Background Cardiac troponin is commonly raised in patients with malignancy and may aid clinicians in risk prediction. The prognostic significance of raised troponin in these patients with known malignancies remains unclear. We sought to investigate the relation between troponin and mortality in a large, well characterised cohort of patients undergoing cardiac troponin testing with a concomitant malignancy. MethodsA retrospective cohort study was carried out using the National Institute for Health Research Health Informatics Collaborative Cardiovascular dataset of all consecutive patients who had a troponin measured at five hospitals (Imperial, University College London, Oxford, King’s and Guy’s and St Thomas’) between 2010 and 2017. Patients with a primary inpatient diagnosis of malignancy who had at least one cTn measurement during their hospital stay were identified.

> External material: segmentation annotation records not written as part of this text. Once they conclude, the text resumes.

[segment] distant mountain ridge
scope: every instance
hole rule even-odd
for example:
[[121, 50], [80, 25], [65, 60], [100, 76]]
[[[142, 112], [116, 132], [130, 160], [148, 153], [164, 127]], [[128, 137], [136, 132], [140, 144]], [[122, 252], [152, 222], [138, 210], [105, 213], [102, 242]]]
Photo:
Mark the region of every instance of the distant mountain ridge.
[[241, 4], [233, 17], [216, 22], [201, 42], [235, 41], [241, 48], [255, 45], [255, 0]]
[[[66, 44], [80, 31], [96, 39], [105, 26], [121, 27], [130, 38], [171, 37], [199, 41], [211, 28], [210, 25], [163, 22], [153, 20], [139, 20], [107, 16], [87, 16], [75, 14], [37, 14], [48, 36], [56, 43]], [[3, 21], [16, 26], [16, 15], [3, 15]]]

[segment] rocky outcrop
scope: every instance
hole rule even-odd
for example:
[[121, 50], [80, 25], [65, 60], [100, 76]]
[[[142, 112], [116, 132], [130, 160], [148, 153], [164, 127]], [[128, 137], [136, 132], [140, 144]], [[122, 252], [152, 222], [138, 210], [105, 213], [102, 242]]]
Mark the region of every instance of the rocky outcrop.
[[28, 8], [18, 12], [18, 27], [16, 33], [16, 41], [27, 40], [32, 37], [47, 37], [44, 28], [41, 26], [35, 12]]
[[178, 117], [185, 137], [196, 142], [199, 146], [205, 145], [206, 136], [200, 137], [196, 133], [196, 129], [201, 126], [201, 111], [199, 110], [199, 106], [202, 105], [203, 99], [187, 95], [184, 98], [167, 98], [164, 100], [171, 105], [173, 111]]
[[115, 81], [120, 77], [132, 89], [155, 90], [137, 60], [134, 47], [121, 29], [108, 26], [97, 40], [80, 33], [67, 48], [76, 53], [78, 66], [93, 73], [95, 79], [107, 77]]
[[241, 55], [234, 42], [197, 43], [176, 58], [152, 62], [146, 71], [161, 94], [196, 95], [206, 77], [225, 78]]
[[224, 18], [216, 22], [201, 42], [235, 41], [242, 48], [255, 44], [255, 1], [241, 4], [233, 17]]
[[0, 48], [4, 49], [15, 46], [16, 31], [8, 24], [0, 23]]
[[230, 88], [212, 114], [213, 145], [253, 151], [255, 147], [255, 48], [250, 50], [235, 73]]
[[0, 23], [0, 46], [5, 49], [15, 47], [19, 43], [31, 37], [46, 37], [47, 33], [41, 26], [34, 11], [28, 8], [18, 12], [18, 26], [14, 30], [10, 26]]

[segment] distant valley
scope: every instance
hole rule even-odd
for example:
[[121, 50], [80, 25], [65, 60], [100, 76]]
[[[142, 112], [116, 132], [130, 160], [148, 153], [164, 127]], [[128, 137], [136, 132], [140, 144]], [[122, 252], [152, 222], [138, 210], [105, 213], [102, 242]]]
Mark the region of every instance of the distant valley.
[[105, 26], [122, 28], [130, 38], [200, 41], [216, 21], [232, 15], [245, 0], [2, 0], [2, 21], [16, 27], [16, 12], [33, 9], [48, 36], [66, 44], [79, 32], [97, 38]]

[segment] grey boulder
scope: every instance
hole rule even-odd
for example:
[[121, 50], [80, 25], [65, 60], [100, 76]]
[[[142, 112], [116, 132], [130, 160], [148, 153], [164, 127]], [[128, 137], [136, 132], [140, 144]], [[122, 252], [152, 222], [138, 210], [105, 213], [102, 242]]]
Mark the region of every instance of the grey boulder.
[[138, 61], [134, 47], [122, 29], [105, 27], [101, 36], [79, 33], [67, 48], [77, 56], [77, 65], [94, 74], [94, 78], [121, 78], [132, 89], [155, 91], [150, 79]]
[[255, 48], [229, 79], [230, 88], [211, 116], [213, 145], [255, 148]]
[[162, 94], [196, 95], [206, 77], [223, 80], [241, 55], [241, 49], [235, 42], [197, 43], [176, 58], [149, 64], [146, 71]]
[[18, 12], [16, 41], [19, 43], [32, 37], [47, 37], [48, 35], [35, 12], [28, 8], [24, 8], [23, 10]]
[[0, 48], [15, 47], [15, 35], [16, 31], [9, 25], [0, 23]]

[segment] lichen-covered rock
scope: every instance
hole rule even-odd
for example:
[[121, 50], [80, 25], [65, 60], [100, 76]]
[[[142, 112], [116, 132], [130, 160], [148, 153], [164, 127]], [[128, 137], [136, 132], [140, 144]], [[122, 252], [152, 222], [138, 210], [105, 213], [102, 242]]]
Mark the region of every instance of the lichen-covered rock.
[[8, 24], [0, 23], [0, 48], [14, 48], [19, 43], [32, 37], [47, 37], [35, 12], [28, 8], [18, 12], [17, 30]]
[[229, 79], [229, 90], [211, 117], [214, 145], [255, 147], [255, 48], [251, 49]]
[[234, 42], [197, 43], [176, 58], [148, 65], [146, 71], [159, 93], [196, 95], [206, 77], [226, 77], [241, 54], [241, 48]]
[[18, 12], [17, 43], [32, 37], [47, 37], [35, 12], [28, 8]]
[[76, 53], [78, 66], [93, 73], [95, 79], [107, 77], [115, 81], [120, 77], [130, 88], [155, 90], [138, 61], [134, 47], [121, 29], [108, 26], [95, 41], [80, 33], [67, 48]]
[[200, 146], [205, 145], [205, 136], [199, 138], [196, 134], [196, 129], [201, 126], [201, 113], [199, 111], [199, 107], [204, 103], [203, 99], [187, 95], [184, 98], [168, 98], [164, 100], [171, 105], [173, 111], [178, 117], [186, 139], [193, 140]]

Patients were classified into solid tumour or haematological malignancy subgroups. Survival analyses were performed using multivariate Cox-Regression analyses and Kaplan-Meier plots. The peak cTn level (highest level measured), standardised to the upper limit of normal (ULN), was used for all analyses.Results5571 patients undergoing troponin testing had a primary diagnosis of malignancy and comprised of twenty-one different cancer types. 4649 patients were diagnosed with solid tumours and 922 patients were diagnosed with haematological malignancies. Patients with raised troponin had a higher burden of cardiovascular comorbidities compared to patients with a troponin level below the ULN. The median follow-up in the cohort was 14 months (interquartile range 2–39 months). At 1-year follow-up, 2495 (42%) of patients died.Figure 1 shows Kaplan-Meier plots for patients stratified by troponin level. Patients with a troponin level >1xULN had a higher risk of death compared to patients with a troponin level <1xULN (Figure 1A). A similar trend was shown in cancer subtypes (Figure 1B-C). Raised troponin was an independent predictor of mortality in all patients with malignancy (adjusted hazard ratio 1.66, 95% confidence interval [CI] 1.52–1.81), in solid tumours (adjusted hazard ratio 1.63, 95% CI 1.48–1.81) and in haematological malignancy (adjusted hazard ratio 1.75, 95% CI 1.44 to 2.13) when compared to troponin level below the ULN.

Abstract 173 Figure 1

One-year Kaplan-Meier survival curves for different troponin levels in patients with (A) any malignancy, (B) solid tumours or (C) haematological malignancy

Conclusion Raised troponin level was associated with increased mortality in patients with malignancy regardless of cancer subtype. Troponin may be more widely useful in the risk stratification of patients with cancer. Although the appropriate management of patients in response to raised troponin in the absence of acute coronary syndrome is not clear, stratification of clinical risk of mortality can be helpful in general decision making.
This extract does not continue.